Based on the information given, it is not possible to say with certainty whether a donation program similar to that described in the flier would actually constitute a fair lending violation. However, any time you extend inducements to only a subset of the population based on criteria other than their financial qualifications---even if the exclusionary criteria is not overtly directed at a protected class and even if it has a laudable charitable purpose---there is an increased risk of disparate impact on such a protected class and, hence, a potential fair lending violation.  

2.       RESPA

The “lender credit” offered in the flier described is directed at “Fellow Parents and Faculty” and promises that “If you purchase or sell a home with me I will donate $300 back to our classrooms.” This offer could constitute a violation of Section 8 of the Real Estate Settlement Procedures Act (RESPA), which reads in pertinent part:

“No person shall give and no person shall accept any fee, kickback, or thing of value pursuant to any agreement or understanding, oral or otherwise, that business incident to or part of a real estate settlement service involving a federally related mortgage loan shall be referred to any person.”

There are three elements to an illegal kickback under RESPA: (1) a “thing of value,” (2) an “agreement or understanding,” and (3) a “referral” of a real estate settlement service [2] (mortgage origination is a “settlement service”).  If any of these three essential elements is missing, the activity is not illegal under RESPA. Here, however, a donation of $300 “back to our classrooms” is clearly a “thing of value,” at least for the teachers and parents of the children whose classrooms would receive the donation.

On its face, the donation is offered to the persons who actually “purchase or sell a home with [the broker].” That supports an argument that the offer is only a type of “lender credit.” However, the funds are going to other parties in addition to the borrower --- “our classrooms” --- as the result of which the parents and teachers of children in those classrooms presumably benefit. The flier is apparently distributed to those same persons, such that there is a built-in inducement for them to “refer” other persons to the broker in order to increase the donations to “their” classrooms, thus satisfying the second and third requirements of Section 8.  For these kinds of “donation” arrangements to work under RESPA Section 8, the beneficiary of the donation should not also be the person from whom referral of business is sought, no matter how salutary the charitable purpose of the donation.  
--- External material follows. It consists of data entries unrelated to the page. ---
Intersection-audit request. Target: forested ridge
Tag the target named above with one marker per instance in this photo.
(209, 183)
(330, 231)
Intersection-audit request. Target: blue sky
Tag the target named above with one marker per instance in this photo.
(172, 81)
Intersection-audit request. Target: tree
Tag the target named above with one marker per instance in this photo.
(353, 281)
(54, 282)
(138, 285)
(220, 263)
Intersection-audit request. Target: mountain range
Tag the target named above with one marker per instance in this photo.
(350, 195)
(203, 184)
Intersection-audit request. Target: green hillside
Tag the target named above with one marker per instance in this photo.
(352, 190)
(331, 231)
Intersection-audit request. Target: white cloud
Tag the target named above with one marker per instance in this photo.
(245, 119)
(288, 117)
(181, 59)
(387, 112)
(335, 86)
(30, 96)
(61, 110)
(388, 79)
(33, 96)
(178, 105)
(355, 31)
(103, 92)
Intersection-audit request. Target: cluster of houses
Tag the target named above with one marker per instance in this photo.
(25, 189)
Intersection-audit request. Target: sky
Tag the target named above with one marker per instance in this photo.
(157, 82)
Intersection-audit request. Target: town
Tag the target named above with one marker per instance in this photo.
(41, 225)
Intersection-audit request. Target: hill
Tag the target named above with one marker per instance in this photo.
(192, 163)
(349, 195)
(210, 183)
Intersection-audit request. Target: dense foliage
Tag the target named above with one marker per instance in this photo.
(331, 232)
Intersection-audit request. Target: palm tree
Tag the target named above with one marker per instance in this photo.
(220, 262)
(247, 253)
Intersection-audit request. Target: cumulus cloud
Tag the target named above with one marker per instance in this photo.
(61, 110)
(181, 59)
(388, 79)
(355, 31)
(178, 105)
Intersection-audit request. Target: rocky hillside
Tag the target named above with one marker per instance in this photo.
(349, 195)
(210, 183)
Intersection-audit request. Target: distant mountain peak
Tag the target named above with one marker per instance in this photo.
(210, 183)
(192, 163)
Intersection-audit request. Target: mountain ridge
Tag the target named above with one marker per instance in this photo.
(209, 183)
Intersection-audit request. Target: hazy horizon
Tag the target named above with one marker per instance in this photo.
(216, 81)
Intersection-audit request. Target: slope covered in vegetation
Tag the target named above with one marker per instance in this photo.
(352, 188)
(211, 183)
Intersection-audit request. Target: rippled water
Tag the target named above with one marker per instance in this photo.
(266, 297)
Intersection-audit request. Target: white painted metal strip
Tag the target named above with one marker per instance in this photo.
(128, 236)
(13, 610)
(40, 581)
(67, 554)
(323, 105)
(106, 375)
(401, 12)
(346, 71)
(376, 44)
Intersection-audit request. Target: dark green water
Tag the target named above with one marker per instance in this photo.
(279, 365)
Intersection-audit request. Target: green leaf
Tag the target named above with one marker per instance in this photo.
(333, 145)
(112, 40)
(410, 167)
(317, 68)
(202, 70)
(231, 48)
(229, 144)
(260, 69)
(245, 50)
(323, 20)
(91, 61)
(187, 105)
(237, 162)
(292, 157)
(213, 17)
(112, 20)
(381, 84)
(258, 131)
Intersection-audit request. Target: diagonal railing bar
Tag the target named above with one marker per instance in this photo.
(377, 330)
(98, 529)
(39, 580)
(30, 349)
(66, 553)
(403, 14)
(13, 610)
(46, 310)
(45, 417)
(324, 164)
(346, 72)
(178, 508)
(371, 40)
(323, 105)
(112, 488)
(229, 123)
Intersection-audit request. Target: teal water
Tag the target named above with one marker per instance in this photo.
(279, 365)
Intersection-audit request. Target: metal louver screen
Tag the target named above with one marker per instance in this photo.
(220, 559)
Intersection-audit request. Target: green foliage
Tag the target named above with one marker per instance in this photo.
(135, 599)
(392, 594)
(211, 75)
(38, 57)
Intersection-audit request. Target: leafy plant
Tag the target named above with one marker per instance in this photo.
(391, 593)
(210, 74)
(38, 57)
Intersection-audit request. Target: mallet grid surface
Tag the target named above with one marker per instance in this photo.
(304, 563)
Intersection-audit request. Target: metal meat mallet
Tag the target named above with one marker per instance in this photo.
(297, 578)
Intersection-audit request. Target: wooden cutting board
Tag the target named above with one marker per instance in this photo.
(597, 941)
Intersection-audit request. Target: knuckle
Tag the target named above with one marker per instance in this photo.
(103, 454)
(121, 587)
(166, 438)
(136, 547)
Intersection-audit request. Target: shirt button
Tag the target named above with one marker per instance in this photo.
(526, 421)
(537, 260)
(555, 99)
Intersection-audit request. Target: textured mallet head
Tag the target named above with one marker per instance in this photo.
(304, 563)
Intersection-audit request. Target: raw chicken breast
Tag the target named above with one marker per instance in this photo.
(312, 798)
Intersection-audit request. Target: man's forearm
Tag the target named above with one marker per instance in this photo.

Adoption of a charitable donation-type marketing program modeled on the realtor ad described carries increased legal and regulatory risk. It is theoretically possible to mitigate, but not entirely eliminate those risks. In the end, whether to go forward with such a program, given those risks, is a business judgment decision for management.    
Michael Pfeifer
Director/Legal & Regulatory Compliance
Lenders Compliance Group 


[1] These statutes include: The Fair Housing Act (FHA) 42 USC 3601 et seq.; Equal Credit Opportunity Act (ECOA) 15 USC 1691 et seq; CFPB Supervision and Examination Manual, Ver. 2, Part II(C), Equal Credit Opportunity Act; Home Mortgage Disclosure Act (HMDA) 12 USC 2801 et seq.
[2] A settlement service includes any service provided in connection with a prospective or actual real estate settlement. (12 C.F.R. §1024.2(b).) The making of a mortgage loan is a “settlement service” (Ibid.)